Il coraggio dell’indipendenza. Omaggio a Sean Connery

Viviamo un’epoca di vuoti assoluti che, pur se vigliaccamente reclama i suoi eroi, nei paradossi del suo linguaggio comune condanna ogni forma di eroismo. Così ci sono figure che incarnano ancora il mito dell’eroe come ci è stato trasmesso da letteratura, poesia, dalla scuola di una volta, da quel cinema che proprio di eroi ancora vive e si nutre.

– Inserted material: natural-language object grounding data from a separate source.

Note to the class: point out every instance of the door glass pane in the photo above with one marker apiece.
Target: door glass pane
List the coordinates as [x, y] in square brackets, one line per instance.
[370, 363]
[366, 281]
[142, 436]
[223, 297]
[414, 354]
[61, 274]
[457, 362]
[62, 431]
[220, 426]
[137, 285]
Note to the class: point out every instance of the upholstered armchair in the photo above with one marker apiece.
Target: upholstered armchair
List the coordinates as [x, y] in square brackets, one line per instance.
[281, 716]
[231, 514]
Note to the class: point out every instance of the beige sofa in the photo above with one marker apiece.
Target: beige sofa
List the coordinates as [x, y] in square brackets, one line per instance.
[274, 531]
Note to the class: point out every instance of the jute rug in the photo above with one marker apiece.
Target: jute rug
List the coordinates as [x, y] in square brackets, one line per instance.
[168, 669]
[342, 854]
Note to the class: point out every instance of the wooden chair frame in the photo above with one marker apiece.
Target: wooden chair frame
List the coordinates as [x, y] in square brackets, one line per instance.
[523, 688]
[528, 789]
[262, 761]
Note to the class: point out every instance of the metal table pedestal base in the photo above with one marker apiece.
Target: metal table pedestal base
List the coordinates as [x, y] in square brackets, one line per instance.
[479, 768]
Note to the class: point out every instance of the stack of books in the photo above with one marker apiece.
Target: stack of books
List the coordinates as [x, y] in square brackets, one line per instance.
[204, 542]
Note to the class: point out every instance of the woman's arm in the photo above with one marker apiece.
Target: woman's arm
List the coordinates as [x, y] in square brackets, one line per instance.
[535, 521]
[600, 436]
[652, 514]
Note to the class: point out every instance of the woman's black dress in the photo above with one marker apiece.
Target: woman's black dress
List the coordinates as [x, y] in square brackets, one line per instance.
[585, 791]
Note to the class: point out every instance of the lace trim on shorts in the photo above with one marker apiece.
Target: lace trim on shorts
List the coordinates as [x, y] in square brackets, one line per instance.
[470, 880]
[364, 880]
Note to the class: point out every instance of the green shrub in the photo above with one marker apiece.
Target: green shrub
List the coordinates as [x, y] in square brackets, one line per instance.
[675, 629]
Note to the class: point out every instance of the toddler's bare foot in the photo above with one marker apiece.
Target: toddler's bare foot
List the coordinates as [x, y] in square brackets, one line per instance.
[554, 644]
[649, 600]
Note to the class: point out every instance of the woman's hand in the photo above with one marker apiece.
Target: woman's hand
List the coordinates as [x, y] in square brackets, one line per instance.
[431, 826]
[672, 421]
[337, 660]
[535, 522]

James Bond, l’eroe di noi tutti, al secolo Sean Connery, ci ha salutati in una notte di fine autunno. Forse, nel nostro immaginario collettivo lo ritenevamo, come ogni eroe che si rispetti, immortale, senza età e senza tempo, felice tra ville esotiche, smoking, sigarette perennemente attaccate agli angoli della bocca, donne bellissime, armi ed Aston Martin rimodellate dall‘M5, il servizio segreto di sua Maestà britannica, proprio lui, Sean Connery, che dalla Regina aveva preteso onori e ottenuto onorificenze che poi ha regolarmente devoluto alla causa in cui credeva: l’indipendenza del suo Paese.

Il genio, diceva Baudelaire, è chi inventa uno stereotipo e Sean Connery, proprio lui fu il vero inventore dello stereotipo Bond, e non Ian Fleming, l’autore che scriveva semplicemente la vita che sognava.

Tutto passa. Ma oggi Edimburgo piange la scomparsa del grande Sean e riapriranno, per quelle bevute collettive, i pub dove sventola la bandiera dell’indipendenza che la vittoria di un partito nazionalista aveva fatto venir fuori dalle viscere e dal cuore di tutti gli scozzesi.

Come William Wallace, l’eroe dell’indipendenza delle Highlanders, più conosciuto come Braveheart di hollywoodiana memoria, Sean Connery portava una scritta tatuata sulla spalla “Scottland forever”, e ai suoi detrattori che gli rimproveravano di vivere alle Bahamas rispondeva che appena avesse visto una Scozia libera sarebbe ritornato senz’altro ad Edimburgo ed intanto proseguiva la sua crociata per l’indipendenza del suo paese. Il ritorno, il mito di “nuàtri”, condizionato però da una clausola: il coraggio dell’indipendenza.

In un mondo dove tutto ormai si lega, economia, politica, mercati e borse, il coraggio dell’indipendenza è prerogativa di pochi, patrimonio dei pochissimi.
Quanti dei siciliani della diaspora, partiti per fare grande l’Isola, accetterebbero di declinare onori e onorificenze in nome dell’indipendenza della loro terra?
Quanti politici siciliani che hanno fatto fortuna nel Parlamento romano sarebbero disposti a mettere tutto in discussione per una causa nobile di appartenenza? Quanti di loro avrebbero il coraggio dell’indipendenza? E quanti di noi?

Bussando alle porte del Paradiso, sarà riuscito oggi il signor Connery – l’eroe dell’indipendenza delle Highlanders che aveva rinunziato a capire la questione del permissivismo eccessivo, le leggi contro il tabacco, il multiculturalismo, la mancanza di coraggio, le abiure del passato, in definitiva questo nostro mondo del reale – a liberarsi finalmente dei panni di James Bond, dei vestiti di Savile Row, delle Muratti ambassador, delle Aston Martin, dei profumi di donna, del signor G e della signorina Moneypenny?

Oppure… alla domanda che era diventata un rituale avrà ancora risposto con aria distaccata: “Bond, naturalmente James Bond”.